In one series, Carter paints using cranberry juice – a reference to her origins, which include growing up on a cranberry farm in New England. The fluid is juxtaposed with collage elements; using solvents and other transfer methods she directly appropriates reference images from her archive.

“Narrative and narrative imagery has always appealed to me,” she told Girl Trip. “I think it’s necessary to investigate the stories we grew up with, and other stories that have been told throughout history, and how those have shaped us – not just how they morally shaped us, but how they conjure certain images in our brain. Most of these stories I’ve come upon through narrative resources of literature and film, but also very clearly from the research and image-mining that I conduct while traveling.”

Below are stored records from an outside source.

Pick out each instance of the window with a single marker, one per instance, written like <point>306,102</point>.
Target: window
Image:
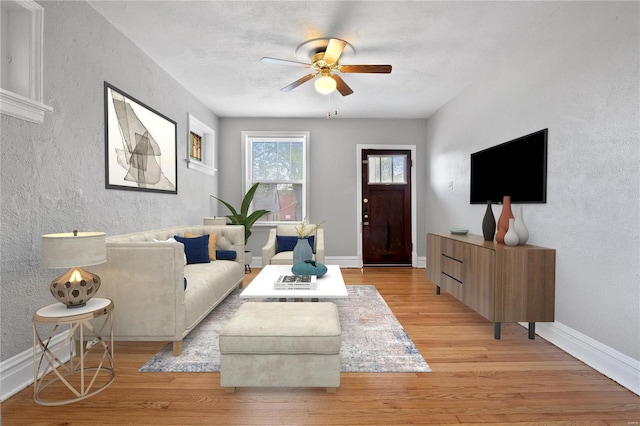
<point>278,160</point>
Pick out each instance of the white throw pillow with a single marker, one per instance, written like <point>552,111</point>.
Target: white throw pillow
<point>171,240</point>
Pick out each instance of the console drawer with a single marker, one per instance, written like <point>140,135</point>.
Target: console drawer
<point>452,268</point>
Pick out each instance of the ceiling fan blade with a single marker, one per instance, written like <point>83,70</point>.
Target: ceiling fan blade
<point>276,61</point>
<point>378,69</point>
<point>341,86</point>
<point>334,50</point>
<point>298,82</point>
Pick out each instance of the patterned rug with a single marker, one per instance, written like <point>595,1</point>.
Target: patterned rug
<point>373,340</point>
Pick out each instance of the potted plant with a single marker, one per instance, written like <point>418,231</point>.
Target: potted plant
<point>243,217</point>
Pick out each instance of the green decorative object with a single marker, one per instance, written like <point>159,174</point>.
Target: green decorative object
<point>243,217</point>
<point>309,267</point>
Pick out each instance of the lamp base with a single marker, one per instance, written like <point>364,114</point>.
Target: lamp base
<point>75,287</point>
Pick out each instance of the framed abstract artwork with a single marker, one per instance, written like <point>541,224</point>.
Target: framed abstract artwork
<point>140,145</point>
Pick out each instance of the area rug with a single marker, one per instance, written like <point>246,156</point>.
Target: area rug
<point>373,340</point>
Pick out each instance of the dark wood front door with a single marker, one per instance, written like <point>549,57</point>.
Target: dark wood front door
<point>386,207</point>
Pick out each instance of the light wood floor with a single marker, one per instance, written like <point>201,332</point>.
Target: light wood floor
<point>475,380</point>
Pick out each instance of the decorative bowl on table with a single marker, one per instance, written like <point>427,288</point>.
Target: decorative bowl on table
<point>309,267</point>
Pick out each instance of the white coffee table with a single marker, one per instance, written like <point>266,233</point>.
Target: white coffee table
<point>329,286</point>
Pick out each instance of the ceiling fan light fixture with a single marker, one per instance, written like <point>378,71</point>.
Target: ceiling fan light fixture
<point>325,84</point>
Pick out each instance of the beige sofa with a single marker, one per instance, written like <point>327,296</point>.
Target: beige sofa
<point>146,281</point>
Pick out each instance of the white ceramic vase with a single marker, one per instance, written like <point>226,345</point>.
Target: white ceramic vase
<point>520,227</point>
<point>511,237</point>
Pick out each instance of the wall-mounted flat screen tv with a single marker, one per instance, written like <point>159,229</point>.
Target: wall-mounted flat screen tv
<point>517,168</point>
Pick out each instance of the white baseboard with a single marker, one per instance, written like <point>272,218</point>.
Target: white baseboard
<point>16,373</point>
<point>611,363</point>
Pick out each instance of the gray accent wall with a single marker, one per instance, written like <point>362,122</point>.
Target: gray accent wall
<point>579,76</point>
<point>53,174</point>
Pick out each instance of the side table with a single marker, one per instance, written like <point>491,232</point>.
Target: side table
<point>90,368</point>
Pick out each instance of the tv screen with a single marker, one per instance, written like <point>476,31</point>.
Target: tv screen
<point>517,168</point>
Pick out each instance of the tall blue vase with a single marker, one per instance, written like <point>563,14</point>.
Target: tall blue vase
<point>302,251</point>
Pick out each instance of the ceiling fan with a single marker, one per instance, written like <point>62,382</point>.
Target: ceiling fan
<point>324,61</point>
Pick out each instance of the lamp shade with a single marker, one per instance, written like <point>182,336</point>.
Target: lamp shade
<point>74,249</point>
<point>325,84</point>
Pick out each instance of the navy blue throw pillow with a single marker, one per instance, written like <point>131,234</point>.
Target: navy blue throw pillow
<point>287,243</point>
<point>196,249</point>
<point>226,255</point>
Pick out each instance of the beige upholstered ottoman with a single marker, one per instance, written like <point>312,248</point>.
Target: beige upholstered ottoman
<point>284,344</point>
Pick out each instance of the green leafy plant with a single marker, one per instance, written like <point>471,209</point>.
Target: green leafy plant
<point>243,217</point>
<point>305,230</point>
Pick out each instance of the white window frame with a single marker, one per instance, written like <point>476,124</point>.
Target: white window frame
<point>305,136</point>
<point>22,29</point>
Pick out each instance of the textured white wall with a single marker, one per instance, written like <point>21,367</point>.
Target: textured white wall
<point>578,75</point>
<point>52,175</point>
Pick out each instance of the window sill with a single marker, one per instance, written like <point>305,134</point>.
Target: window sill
<point>22,107</point>
<point>203,168</point>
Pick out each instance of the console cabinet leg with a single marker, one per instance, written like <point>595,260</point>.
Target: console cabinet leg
<point>532,330</point>
<point>496,330</point>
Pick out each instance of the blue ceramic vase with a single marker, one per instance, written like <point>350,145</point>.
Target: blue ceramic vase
<point>302,251</point>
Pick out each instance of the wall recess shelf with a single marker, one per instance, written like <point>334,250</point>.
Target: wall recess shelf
<point>21,53</point>
<point>207,139</point>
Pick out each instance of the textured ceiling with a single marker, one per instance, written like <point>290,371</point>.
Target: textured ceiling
<point>436,48</point>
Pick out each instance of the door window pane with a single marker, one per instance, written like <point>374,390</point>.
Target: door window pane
<point>387,169</point>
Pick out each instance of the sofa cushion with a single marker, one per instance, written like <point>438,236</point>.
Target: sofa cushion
<point>170,240</point>
<point>212,243</point>
<point>196,249</point>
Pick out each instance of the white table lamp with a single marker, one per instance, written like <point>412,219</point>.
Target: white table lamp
<point>74,250</point>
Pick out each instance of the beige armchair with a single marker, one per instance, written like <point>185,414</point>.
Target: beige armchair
<point>272,256</point>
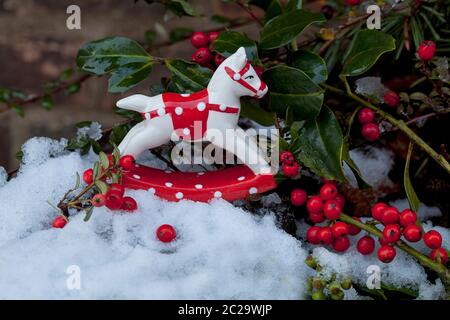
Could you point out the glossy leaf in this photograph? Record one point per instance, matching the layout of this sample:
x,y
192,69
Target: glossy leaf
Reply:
x,y
123,58
188,77
251,110
367,46
280,30
229,42
291,87
311,64
413,199
321,145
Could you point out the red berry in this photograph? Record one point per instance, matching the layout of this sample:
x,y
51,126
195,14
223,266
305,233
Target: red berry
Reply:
x,y
407,217
412,233
386,253
317,217
202,56
59,222
432,239
120,189
391,98
370,131
113,200
314,204
339,229
340,199
218,59
332,210
328,191
287,157
440,254
426,50
311,234
366,115
298,197
390,215
365,245
166,233
88,176
291,169
129,204
377,209
341,244
199,39
352,230
213,35
352,2
98,200
127,162
325,235
392,233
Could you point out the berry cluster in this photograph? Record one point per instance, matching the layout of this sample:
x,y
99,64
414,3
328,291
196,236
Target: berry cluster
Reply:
x,y
203,55
426,50
290,167
370,130
397,224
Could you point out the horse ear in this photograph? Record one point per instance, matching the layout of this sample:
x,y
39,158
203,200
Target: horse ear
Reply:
x,y
240,58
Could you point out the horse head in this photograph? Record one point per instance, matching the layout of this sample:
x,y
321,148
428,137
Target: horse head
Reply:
x,y
240,74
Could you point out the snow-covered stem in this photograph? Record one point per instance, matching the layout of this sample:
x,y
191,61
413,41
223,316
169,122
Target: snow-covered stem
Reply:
x,y
400,124
439,268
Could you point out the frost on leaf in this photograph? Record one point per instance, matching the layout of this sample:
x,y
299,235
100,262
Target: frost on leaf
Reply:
x,y
93,131
371,87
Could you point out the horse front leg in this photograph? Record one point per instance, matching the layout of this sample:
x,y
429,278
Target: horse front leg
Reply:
x,y
242,145
145,135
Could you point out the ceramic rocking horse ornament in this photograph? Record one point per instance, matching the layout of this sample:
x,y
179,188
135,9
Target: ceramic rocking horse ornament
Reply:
x,y
196,116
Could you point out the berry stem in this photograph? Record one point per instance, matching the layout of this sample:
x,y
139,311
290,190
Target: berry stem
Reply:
x,y
425,261
400,124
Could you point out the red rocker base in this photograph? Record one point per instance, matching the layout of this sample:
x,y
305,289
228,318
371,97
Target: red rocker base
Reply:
x,y
230,184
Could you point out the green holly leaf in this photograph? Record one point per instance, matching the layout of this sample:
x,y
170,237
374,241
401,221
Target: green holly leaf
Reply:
x,y
321,144
188,77
367,46
280,30
413,199
311,64
229,42
123,58
291,87
250,109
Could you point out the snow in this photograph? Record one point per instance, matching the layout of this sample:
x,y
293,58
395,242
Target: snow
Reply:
x,y
222,252
371,87
92,131
374,163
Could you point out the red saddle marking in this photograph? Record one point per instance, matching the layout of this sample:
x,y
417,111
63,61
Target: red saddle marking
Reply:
x,y
189,113
230,184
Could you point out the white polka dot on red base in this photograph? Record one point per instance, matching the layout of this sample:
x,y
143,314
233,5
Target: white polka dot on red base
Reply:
x,y
179,195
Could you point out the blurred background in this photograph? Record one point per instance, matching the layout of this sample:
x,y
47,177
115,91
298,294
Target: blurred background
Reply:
x,y
36,46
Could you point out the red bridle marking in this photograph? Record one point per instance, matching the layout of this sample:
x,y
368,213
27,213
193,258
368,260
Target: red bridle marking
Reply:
x,y
237,76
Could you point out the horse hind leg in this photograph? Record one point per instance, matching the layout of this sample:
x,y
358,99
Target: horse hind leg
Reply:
x,y
145,135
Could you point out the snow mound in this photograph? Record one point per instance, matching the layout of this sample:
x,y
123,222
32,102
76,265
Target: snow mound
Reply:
x,y
221,252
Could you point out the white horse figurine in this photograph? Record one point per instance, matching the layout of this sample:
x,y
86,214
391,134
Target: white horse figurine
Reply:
x,y
208,115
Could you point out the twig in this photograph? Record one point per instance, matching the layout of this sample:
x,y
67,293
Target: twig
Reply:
x,y
401,125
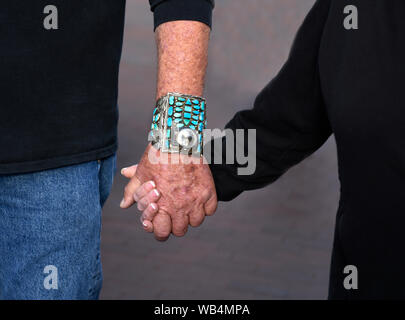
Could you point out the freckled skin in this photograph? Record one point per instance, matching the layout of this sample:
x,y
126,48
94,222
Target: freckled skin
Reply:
x,y
182,57
188,192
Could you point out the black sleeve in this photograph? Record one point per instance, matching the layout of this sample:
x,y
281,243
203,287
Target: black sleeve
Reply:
x,y
289,115
170,10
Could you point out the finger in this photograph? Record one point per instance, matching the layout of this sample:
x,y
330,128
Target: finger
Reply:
x,y
152,197
129,172
144,189
150,212
129,191
211,205
162,226
147,226
180,225
197,217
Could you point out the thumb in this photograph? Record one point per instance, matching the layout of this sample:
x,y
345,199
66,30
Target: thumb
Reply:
x,y
129,172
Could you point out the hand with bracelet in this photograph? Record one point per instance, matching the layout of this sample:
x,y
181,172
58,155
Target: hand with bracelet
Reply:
x,y
172,185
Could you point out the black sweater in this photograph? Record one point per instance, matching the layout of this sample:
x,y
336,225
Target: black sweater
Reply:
x,y
59,85
349,83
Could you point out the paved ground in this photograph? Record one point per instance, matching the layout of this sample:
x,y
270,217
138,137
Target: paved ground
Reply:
x,y
269,244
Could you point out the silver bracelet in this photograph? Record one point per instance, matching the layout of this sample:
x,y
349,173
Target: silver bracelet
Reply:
x,y
178,124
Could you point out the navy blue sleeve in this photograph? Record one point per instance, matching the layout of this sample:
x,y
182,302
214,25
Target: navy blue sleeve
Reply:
x,y
171,10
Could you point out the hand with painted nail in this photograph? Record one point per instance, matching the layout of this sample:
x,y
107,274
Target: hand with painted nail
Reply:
x,y
185,193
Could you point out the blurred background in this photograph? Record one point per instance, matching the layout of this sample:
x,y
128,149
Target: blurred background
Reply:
x,y
273,243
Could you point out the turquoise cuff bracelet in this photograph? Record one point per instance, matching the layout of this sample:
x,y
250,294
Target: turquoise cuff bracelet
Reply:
x,y
178,124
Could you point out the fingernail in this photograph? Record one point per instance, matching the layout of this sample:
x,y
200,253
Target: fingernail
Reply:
x,y
122,203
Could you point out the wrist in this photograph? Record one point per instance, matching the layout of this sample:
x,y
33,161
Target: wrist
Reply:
x,y
178,124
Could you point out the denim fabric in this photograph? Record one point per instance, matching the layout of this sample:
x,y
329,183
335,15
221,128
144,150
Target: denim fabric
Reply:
x,y
50,224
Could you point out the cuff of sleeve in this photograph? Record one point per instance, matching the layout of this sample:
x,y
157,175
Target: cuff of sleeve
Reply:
x,y
172,10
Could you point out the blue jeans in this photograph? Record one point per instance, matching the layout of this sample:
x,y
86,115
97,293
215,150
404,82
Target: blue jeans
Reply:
x,y
50,224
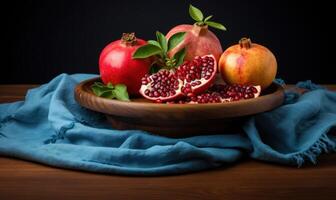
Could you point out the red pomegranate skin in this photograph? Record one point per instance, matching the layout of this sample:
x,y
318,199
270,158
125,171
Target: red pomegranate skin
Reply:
x,y
117,66
248,63
199,41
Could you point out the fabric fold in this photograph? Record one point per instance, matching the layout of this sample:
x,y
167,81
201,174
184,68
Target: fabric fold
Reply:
x,y
50,127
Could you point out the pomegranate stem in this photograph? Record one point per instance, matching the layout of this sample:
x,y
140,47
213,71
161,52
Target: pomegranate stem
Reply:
x,y
245,43
128,39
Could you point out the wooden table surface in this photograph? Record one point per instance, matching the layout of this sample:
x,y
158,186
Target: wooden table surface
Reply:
x,y
248,179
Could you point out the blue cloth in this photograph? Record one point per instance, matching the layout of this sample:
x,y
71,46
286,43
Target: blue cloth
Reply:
x,y
51,128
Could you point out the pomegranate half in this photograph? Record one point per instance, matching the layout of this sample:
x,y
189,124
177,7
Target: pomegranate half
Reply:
x,y
191,78
221,93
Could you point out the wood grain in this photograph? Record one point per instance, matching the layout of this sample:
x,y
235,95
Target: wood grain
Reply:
x,y
176,120
247,180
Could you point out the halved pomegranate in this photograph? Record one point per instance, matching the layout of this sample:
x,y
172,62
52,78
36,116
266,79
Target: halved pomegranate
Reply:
x,y
223,93
189,79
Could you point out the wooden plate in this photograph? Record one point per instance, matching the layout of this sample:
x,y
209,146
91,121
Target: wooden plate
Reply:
x,y
177,120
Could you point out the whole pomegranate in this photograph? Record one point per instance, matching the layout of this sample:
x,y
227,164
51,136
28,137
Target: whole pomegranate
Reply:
x,y
117,66
199,40
248,64
189,79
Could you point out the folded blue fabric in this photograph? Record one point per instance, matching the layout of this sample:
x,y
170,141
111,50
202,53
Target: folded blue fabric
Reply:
x,y
51,128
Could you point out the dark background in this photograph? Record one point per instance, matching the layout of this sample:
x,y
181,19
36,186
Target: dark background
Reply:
x,y
45,38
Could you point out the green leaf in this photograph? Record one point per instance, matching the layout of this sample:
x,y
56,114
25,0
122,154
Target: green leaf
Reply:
x,y
147,51
120,92
175,39
109,91
162,40
216,25
179,56
207,18
155,43
154,69
195,13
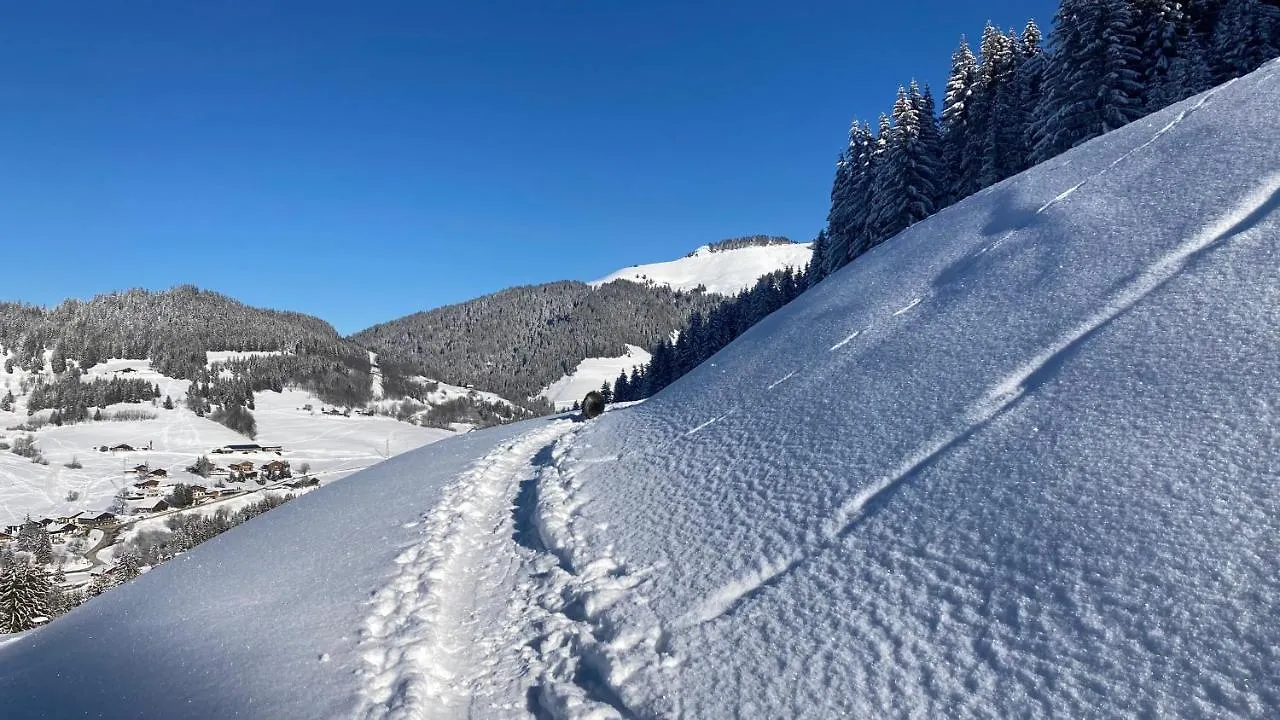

Her work (which also includes print media, collage, and performance), often leans on her personal background, but also draws from literature, mythology, dance, and costume. The personal memory is interconnected with the collective memory, and Carter explores through her work themes of gender, fairytale, and masquerade.

“My work involves my identity directly, especially since I often use my own body as a model,” she says. “A lot of artists don’t call themselves feminists or don’t want to be classified as ‘women artists’ and I get that; we should be considered across the whole broad sphere of art discourse, not just as a representation of our gender. Men don’t face that same prescription. However, because we ARE less represented in the art world (in terms of who is being shown at galleries and museums, who is selling, etc), I think shouting out that identity, as a female artist, serves the call for more female representation in the art world.”